Una concesión interactiva es aquella que requiere la interacción o el consentimiento explícito del propietario de recursos antes de que se pueda emitir un token de acceso. En Open Payments, debe emitirse una concesión interactiva antes de poder crear un recurso de pago saliente.

Después de que se inicia la solicitud de concesión interactiva y el servidor de autorización establece la sesión, el servidor proporciona al cliente el URI del IdP al que debe redirigir al usuario.
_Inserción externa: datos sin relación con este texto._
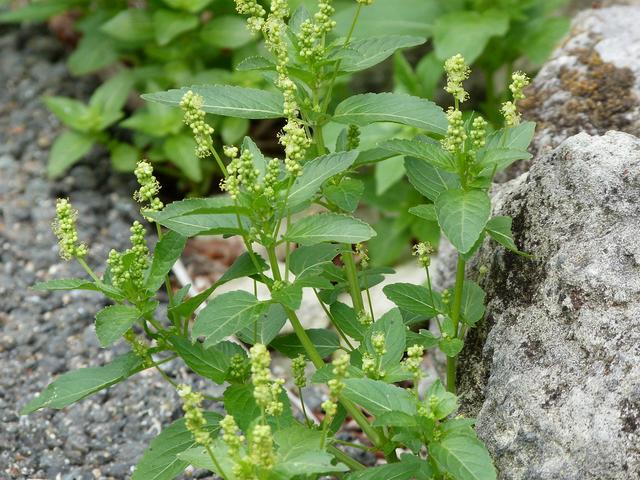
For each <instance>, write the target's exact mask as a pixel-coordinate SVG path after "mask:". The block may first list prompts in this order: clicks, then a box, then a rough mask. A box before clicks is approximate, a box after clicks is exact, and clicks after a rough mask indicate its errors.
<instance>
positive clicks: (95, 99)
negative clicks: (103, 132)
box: [89, 71, 133, 113]
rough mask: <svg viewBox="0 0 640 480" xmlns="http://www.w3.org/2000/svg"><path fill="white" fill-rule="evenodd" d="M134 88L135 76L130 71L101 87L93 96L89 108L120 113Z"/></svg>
mask: <svg viewBox="0 0 640 480" xmlns="http://www.w3.org/2000/svg"><path fill="white" fill-rule="evenodd" d="M132 87H133V76H132V75H131V73H130V72H128V71H123V72H121V73H119V74H118V75H115V76H113V77H111V78H110V79H109V80H107V81H106V82H104V83H103V84H102V85H100V86H99V87H98V88H97V89H96V91H95V92H93V94H92V95H91V99H90V100H89V106H90V107H92V108H95V109H97V111H98V112H105V113H107V112H120V110H122V107H124V104H125V103H126V102H127V97H128V96H129V92H130V91H131V88H132Z"/></svg>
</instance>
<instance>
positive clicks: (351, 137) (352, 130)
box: [347, 125, 360, 150]
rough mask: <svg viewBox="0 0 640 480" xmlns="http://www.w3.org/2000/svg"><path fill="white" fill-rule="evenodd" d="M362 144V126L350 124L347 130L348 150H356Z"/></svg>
mask: <svg viewBox="0 0 640 480" xmlns="http://www.w3.org/2000/svg"><path fill="white" fill-rule="evenodd" d="M359 146H360V127H358V126H357V125H349V129H348V130H347V150H355V149H356V148H358V147H359Z"/></svg>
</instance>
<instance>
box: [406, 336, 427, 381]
mask: <svg viewBox="0 0 640 480" xmlns="http://www.w3.org/2000/svg"><path fill="white" fill-rule="evenodd" d="M422 355H424V347H423V346H422V345H413V346H411V347H409V348H408V349H407V358H406V359H405V361H404V368H406V369H407V371H409V373H411V374H412V375H413V383H414V384H415V385H417V384H418V382H419V381H420V379H421V378H422V368H420V367H421V364H422Z"/></svg>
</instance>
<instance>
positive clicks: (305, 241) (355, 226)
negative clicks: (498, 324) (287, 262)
mask: <svg viewBox="0 0 640 480" xmlns="http://www.w3.org/2000/svg"><path fill="white" fill-rule="evenodd" d="M375 235H376V232H375V230H373V228H371V227H370V226H369V225H367V224H366V223H365V222H363V221H362V220H358V219H356V218H354V217H349V216H347V215H339V214H336V213H323V214H320V215H313V216H310V217H305V218H303V219H301V220H299V221H297V222H296V223H294V224H292V225H291V226H290V227H289V230H288V232H287V234H286V235H285V237H286V238H287V240H289V241H290V242H295V243H299V244H300V245H315V244H317V243H321V242H338V243H359V242H364V241H366V240H369V239H370V238H371V237H374V236H375Z"/></svg>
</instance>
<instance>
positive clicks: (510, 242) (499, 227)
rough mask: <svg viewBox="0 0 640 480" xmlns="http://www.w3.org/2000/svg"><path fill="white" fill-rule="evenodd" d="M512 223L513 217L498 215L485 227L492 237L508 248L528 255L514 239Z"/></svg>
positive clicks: (487, 223)
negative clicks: (521, 251)
mask: <svg viewBox="0 0 640 480" xmlns="http://www.w3.org/2000/svg"><path fill="white" fill-rule="evenodd" d="M512 223H513V219H512V218H511V217H504V216H498V217H493V218H492V219H491V220H489V221H488V222H487V226H486V227H485V228H486V230H487V233H488V234H489V235H490V236H491V238H493V239H494V240H495V241H496V242H498V243H499V244H500V245H502V246H503V247H505V248H506V249H507V250H509V251H511V252H514V253H517V254H519V255H524V256H528V254H527V253H524V252H521V251H520V249H519V248H518V246H517V245H516V242H515V241H514V240H513V233H512V232H511V225H512Z"/></svg>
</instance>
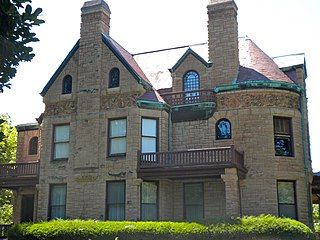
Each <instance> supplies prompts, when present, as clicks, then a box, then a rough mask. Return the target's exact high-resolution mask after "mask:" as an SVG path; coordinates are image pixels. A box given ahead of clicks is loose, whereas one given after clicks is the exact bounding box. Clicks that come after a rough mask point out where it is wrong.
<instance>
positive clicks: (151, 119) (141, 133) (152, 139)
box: [141, 118, 158, 153]
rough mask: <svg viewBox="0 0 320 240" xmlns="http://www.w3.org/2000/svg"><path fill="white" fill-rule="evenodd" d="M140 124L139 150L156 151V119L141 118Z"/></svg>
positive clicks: (147, 151)
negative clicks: (140, 140)
mask: <svg viewBox="0 0 320 240" xmlns="http://www.w3.org/2000/svg"><path fill="white" fill-rule="evenodd" d="M141 125H142V126H141V152H142V153H149V152H156V151H157V142H158V141H157V135H158V127H157V126H158V121H157V120H156V119H150V118H142V121H141Z"/></svg>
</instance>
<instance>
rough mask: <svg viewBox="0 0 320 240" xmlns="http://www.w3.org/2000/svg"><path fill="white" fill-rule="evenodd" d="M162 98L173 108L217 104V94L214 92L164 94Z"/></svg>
mask: <svg viewBox="0 0 320 240" xmlns="http://www.w3.org/2000/svg"><path fill="white" fill-rule="evenodd" d="M161 96H162V97H163V98H164V99H165V101H166V102H167V103H168V104H169V105H171V106H178V105H185V104H196V103H202V102H215V94H214V93H213V91H212V90H193V91H185V92H173V93H163V94H161Z"/></svg>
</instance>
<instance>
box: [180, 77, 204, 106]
mask: <svg viewBox="0 0 320 240" xmlns="http://www.w3.org/2000/svg"><path fill="white" fill-rule="evenodd" d="M199 89H200V78H199V74H198V73H197V72H195V71H189V72H187V73H186V74H185V75H184V77H183V91H185V92H186V91H194V90H199ZM197 98H199V92H192V93H186V94H185V100H186V101H190V100H192V101H195V100H197Z"/></svg>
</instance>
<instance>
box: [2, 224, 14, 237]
mask: <svg viewBox="0 0 320 240" xmlns="http://www.w3.org/2000/svg"><path fill="white" fill-rule="evenodd" d="M11 226H12V224H0V239H7V238H8V231H9V228H10V227H11Z"/></svg>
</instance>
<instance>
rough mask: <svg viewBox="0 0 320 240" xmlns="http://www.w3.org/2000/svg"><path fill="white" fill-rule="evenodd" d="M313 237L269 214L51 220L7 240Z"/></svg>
mask: <svg viewBox="0 0 320 240" xmlns="http://www.w3.org/2000/svg"><path fill="white" fill-rule="evenodd" d="M261 237H266V238H265V239H268V238H272V239H297V240H299V239H303V240H305V239H314V234H313V232H312V231H311V230H310V229H309V228H308V227H307V226H305V225H304V224H302V223H300V222H298V221H294V220H290V219H284V218H276V217H273V216H270V215H267V216H264V215H261V216H259V217H244V218H236V219H231V220H228V221H222V222H219V223H214V224H213V223H212V221H211V222H210V221H206V222H205V223H204V224H200V223H186V222H180V223H178V222H112V221H108V222H99V221H94V220H88V221H84V220H65V221H64V220H54V221H51V222H40V223H34V224H32V223H28V224H17V225H15V226H13V227H12V228H11V229H10V231H9V239H10V240H58V239H59V240H71V239H72V240H115V239H118V240H129V239H130V240H132V239H134V240H145V239H157V240H204V239H239V240H241V239H243V240H244V239H246V240H248V239H258V238H259V239H260V238H261Z"/></svg>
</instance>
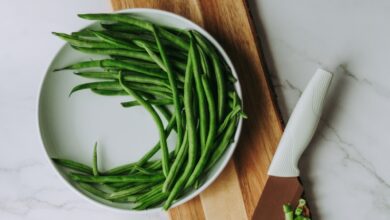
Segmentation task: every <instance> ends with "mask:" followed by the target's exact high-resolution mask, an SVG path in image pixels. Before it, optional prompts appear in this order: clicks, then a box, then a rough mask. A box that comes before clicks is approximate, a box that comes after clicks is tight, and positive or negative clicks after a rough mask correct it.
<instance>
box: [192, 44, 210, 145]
mask: <svg viewBox="0 0 390 220" xmlns="http://www.w3.org/2000/svg"><path fill="white" fill-rule="evenodd" d="M191 41H194V39H193V38H191ZM193 44H194V46H193V47H192V49H191V50H190V52H191V53H190V57H191V62H192V67H193V72H194V78H195V88H196V95H197V97H198V107H199V130H200V135H199V137H200V146H201V152H203V150H204V148H205V147H206V138H207V113H206V99H205V93H204V89H203V85H202V79H201V72H200V66H199V65H200V64H199V52H198V51H197V48H196V44H195V42H193Z"/></svg>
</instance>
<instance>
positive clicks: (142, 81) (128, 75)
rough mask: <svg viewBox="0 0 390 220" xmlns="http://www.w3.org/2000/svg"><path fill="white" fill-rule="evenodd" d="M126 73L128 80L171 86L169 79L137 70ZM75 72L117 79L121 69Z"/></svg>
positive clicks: (99, 78)
mask: <svg viewBox="0 0 390 220" xmlns="http://www.w3.org/2000/svg"><path fill="white" fill-rule="evenodd" d="M124 73H126V75H125V76H124V80H125V81H128V82H138V83H147V84H153V85H158V86H164V87H166V88H170V85H169V82H168V80H165V79H158V78H156V77H151V76H145V75H142V74H138V73H135V72H124ZM74 74H76V75H78V76H81V77H85V78H93V79H116V80H118V79H119V71H110V72H108V71H105V72H98V71H82V72H75V73H74Z"/></svg>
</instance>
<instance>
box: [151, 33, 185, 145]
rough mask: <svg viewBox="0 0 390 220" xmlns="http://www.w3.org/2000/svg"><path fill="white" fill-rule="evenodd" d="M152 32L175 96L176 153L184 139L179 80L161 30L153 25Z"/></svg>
mask: <svg viewBox="0 0 390 220" xmlns="http://www.w3.org/2000/svg"><path fill="white" fill-rule="evenodd" d="M152 32H153V35H154V38H155V39H156V43H157V47H158V49H159V51H160V55H161V59H162V61H163V62H164V63H163V66H164V67H165V72H166V73H167V75H168V79H169V83H170V85H171V92H172V96H173V105H174V109H175V111H174V114H175V117H176V131H177V141H176V147H175V153H177V152H178V151H179V147H180V145H181V142H182V140H183V127H182V120H181V103H180V100H179V95H178V91H177V82H176V77H175V76H174V74H173V72H172V67H171V62H170V61H169V59H168V56H167V54H166V52H165V48H164V46H163V45H162V43H161V40H160V37H159V33H160V32H159V31H157V30H156V29H155V27H154V25H152Z"/></svg>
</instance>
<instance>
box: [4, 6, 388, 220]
mask: <svg viewBox="0 0 390 220" xmlns="http://www.w3.org/2000/svg"><path fill="white" fill-rule="evenodd" d="M250 7H251V10H252V12H253V14H254V17H255V22H256V25H257V28H258V29H259V31H260V36H261V39H262V44H263V47H264V50H265V55H266V61H267V63H268V67H269V69H270V73H271V77H272V81H273V84H274V87H275V90H276V92H277V95H278V104H279V106H280V109H281V111H282V115H283V118H284V119H285V120H286V121H287V120H288V117H289V115H290V114H291V112H292V110H293V108H294V105H295V103H296V101H297V100H298V98H299V96H300V94H301V93H302V90H303V89H304V87H305V85H306V83H307V82H308V81H309V79H310V77H311V76H312V74H313V73H314V71H315V70H316V68H317V67H319V66H321V67H324V68H326V69H328V70H330V71H333V72H334V73H335V77H334V79H333V83H332V87H331V89H330V94H329V99H328V102H327V105H326V109H325V112H324V115H323V117H322V119H321V122H320V126H319V128H318V132H317V133H316V136H315V138H314V139H313V141H312V143H311V145H310V147H309V148H308V150H307V151H306V152H305V153H304V155H303V158H302V160H301V162H300V168H301V173H302V179H303V183H304V185H305V188H306V193H307V197H308V199H309V201H310V204H311V208H312V210H313V214H314V217H315V218H314V219H320V220H339V219H340V220H344V219H356V220H357V219H378V220H386V219H390V172H389V167H390V159H389V155H390V129H389V124H390V117H389V116H388V115H389V112H390V71H389V67H388V63H389V58H390V52H389V51H390V26H389V21H390V13H389V11H390V2H389V1H385V0H378V1H369V0H357V1H352V0H341V1H318V0H314V1H313V0H298V1H281V0H274V1H267V0H257V1H255V0H251V1H250ZM0 8H2V9H3V12H2V13H1V14H0V18H1V19H0V27H1V28H2V30H7V31H5V32H2V34H1V35H0V60H1V61H0V62H1V65H0V70H1V71H0V75H1V76H2V77H1V80H0V219H7V220H8V219H10V220H13V219H85V218H93V219H167V216H166V215H165V214H164V213H162V212H160V213H154V214H151V215H129V214H128V213H123V212H113V211H112V210H107V209H104V208H101V207H99V206H95V205H94V204H90V203H89V202H87V201H85V200H84V199H82V198H80V197H79V196H78V195H77V194H75V193H74V192H72V190H70V189H69V188H68V187H66V186H65V184H63V183H62V182H61V180H60V179H59V178H58V177H57V175H56V174H55V173H54V172H53V170H52V168H51V167H50V165H49V164H48V163H47V161H46V159H45V157H44V156H43V148H42V147H41V146H40V145H41V143H40V140H39V136H38V131H37V126H36V124H37V122H36V100H37V95H38V89H39V85H40V83H41V78H42V77H43V74H44V73H45V70H46V68H47V65H48V64H49V61H50V60H51V58H52V57H53V55H54V54H55V53H56V51H57V50H58V48H59V47H60V45H61V42H60V41H58V40H57V39H55V38H54V37H51V35H50V32H51V31H53V30H58V29H60V30H63V31H71V30H73V29H74V28H76V27H79V26H80V24H82V22H83V21H80V20H79V19H76V18H75V14H77V13H79V12H93V11H98V12H102V11H110V10H111V9H110V6H109V3H108V1H106V0H100V1H93V3H92V2H91V1H76V0H71V1H59V0H56V1H53V0H38V1H35V2H34V3H25V4H23V5H21V4H19V3H18V2H16V1H0Z"/></svg>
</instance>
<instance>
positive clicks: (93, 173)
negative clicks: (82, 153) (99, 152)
mask: <svg viewBox="0 0 390 220" xmlns="http://www.w3.org/2000/svg"><path fill="white" fill-rule="evenodd" d="M97 163H98V162H97V142H95V146H94V147H93V160H92V165H93V166H92V172H93V175H94V176H99V169H98V165H97Z"/></svg>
El siguiente diagrama ilustra el flujo de una concesión interactiva.

sequenceDiagram autonumber
    Cliente->>Servidor de autorización (Authorization server AS): solicitud POST de concesión de autorización (con objeto de interacción)
    Servidor de autorización (Authorization server AS)-->>Cliente: 200 OK, devuelve el URI de redirección para la interacción y el URI de continuación
    Cliente->>Servidor de autorización (Authorization server AS): navega al URI de redirección para la interacción
    Servidor de autorización (Authorization server AS)->>Servidor de autorización (Authorization server AS): comienza la interacción y configura la sesión
    Servidor de autorización (Authorization server AS)-->>Cliente: redirección temporal 302 hacia el URI del proveedor de identidad 
con concesión de autorización de información en la cadena de consulta
    Cliente->>Proveedor de identidad (Identity provider IdP): redirige hacia el proveedor de identidad
    Proveedor de identidad (Identity provider IdP)->>Proveedor de identidad (Identity provider IdP): el propietario de recursos (p. ej., el usuario cliente) 
acepta la interacción
    Proveedor de identidad (Identity provider IdP)->>Servidor de autorización (Authorization server AS): transmite la decisión de interacción
    Servidor de autorización (Authorization server AS)-->>Proveedor de identidad (Identity provider IdP): decisión 202 aceptada
    Proveedor de identidad (Identity provider IdP)->>Servidor de autorización (Authorization server AS): solicita finalizar la interacción
    Servidor de autorización (Authorization server AS)->>Servidor de autorización (Authorization server AS): finaliza la sesión
    Servidor de autorización (Authorization server AS)-->>Proveedor de identidad (Identity provider IdP): redirección temporal 302 para finalizar el URI 
(definida en la solicitud de concesión de autorización inicial) 
protegida con un hash único y 
interact_ref en la cadena de consulta
    Proveedor de identidad (Identity provider IdP)->>Cliente: sigue la redirección
    Cliente->>Cliente: verifica el hash
    Cliente->>Servidor de autorización (Authorization server AS): solicitud POST de continuación de concesión de autorización con 
interact_ref en el cuerpo para continuar con el URI
    Servidor de autorización (Authorization server AS)-->>Cliente: 200 OK, devuelve el token de concesión de autorización de acceso

Ver diagrama completo Descargar diagrama

Implementación de referencia

Rafiki ofrece una implementación de referencia del servicio de autorización, que incluye compatibilidad para la integración en un IdP.